Homeland Preparedness for Major Terrorism in 2006: Not Yet Ready for Prime Time

This year will represent a turning point for preparedness and homeland security in the United States. With Michael Chertoff firmly in place and making his own mark as the new Secretary of Homeland Security, the anticipated reauthorization of the federal bioterrorism bill and many other new perspectives and strategies on the table, changes are likely to be seen across the board. That’s a good thing and the new Secretary seems off to a strong start. The nation clearly needs more resources and smarter strategies if we are to make the progress we need. The fact is that four years after the attacks of September 11, 2001, the country remains far less prepared for terrorism and catastrophic disaster than we should be.

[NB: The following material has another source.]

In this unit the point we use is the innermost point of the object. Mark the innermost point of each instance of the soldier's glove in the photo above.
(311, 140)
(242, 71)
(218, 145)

Even in the case of understanding and meeting needs among first responder agencies, much of what is being done is shockingly random. In any given State, for instance, fire districts are using designated Homeland Security funds for widely variant purposes. One particular district may decide to use these dollars to purchase personal protective equipment; an adjacent district may go for a new truck, communication equipment or refurbishing the firehouse. None of these decisions may have any relevancy to a master response plan for a region. Such a master plan, in fact, is not likely to even exist. Consequently, stations and districts are on their own, a situation that causes legitimate concern about the real level of disaster readiness in many communities.